The Democrats look set to retain a majority in the Senate while the Republicans also appear to be solidifying their control of the House of Representatives, keeping intact the risk of policy paralysis over the looming “fiscal cliff” -- a sharp fiscal tightening due to start next year.
“The Fed’s quantitative easing is essentially a policy to cheapen the dollar. Republicans have been criticising the policy but it seems like that policy is likely to stay,” said Yunosuke Ikeda, senior forex strategist at Nomura Securities.
The dollar fell to as low as 79.81 yen, nearly a full yen below its four-month high of 80.68 yen hit last week, before bouncing back slightly to 80.14 yen, still down 0.3 percent on the day.
An immediate support is seen at 79.275 yen, a low hit on Oct. 30 right after the Bank of Japan’s easing.
The dollar’s drop came as the 10-year U.S. Treasuries yield dropped seven basis points to as low as 1.68 percent .

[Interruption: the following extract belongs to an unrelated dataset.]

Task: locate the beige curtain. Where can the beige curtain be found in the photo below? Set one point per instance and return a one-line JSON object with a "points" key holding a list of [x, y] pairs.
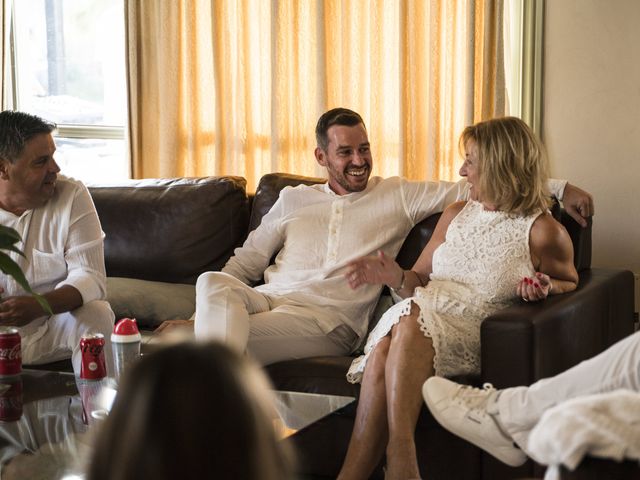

On top of Obama’s support for quantitative easing, which Romney and many Republicans are opposed as a dangerous intervention that could stoke inflation, Obama’s tougher stance on financial regulations is viewed as positive for bonds and negative for stocks.
“After the election, the market will likely shift its focus to the fiscal cliff. It’s not clear what Obama can achieve (to reduce the impact of the fiscal cliff),” said Junya Tanase, chief FX strategist at JPMorgan Chase.
About $600 billion in government spending cuts and higher taxes will kick in early next year, unless U.S. lawmakers take steps to mitigate their impact.
While analysts think some sort of a compromise can be reached by the end of the year between the two parties, investors are worried about a repeat of a major showdown last year that led to downgrade of the U.S. credit rating.
The dollar’s index against a basket of major currencies fell 0.3 percent to 80.352, slipping further from Monday’s two-month high of 80.843.
The euro rose 0.4 percent to $1.2862, bouncing back from a two-month low of $1.2763 hit on Tuesday partly on nervousness ahead of a parliamentary vote in Greece on the country’s austerity reforms needed to secure international aid.
Greece’s coalition government hopes to overcome its own divisions to push through the austerity package needed to avert bankruptcy in the parliament on Wednesday.
While Prime Minister Antonis Samaras is expected to narrowly win support for the cocktail of budget cuts, tax hikes and labour reforms, the smallest party in his coalition will oppose the measures, leaving him with a margin of just a handful of votes.
The euro had earlier this week broken below its 200-day moving average, but it has managed to cling around that level, at $1.28267 on Wednesday, in a sign investors’ fear of a major crisis in the euro zone has subsided after the European Central Bank introduced a scheme to buy bonds of crisis-hit countries.
“The market no longer worries about the euro zone’s break-up. The euro is under pressure but that would be a normal currency depreciation due to poor economic performance,” said Nomura’s Ikeda, adding that the euro will move in a rough $1.25-$1.30 range.
The Australian dollar also gained 0.2 percent to hit a fresh six-week high of $1.0461, extending its gains made after the Reserve Bank of Australia surprised some market players by not cutting rates on Tuesday.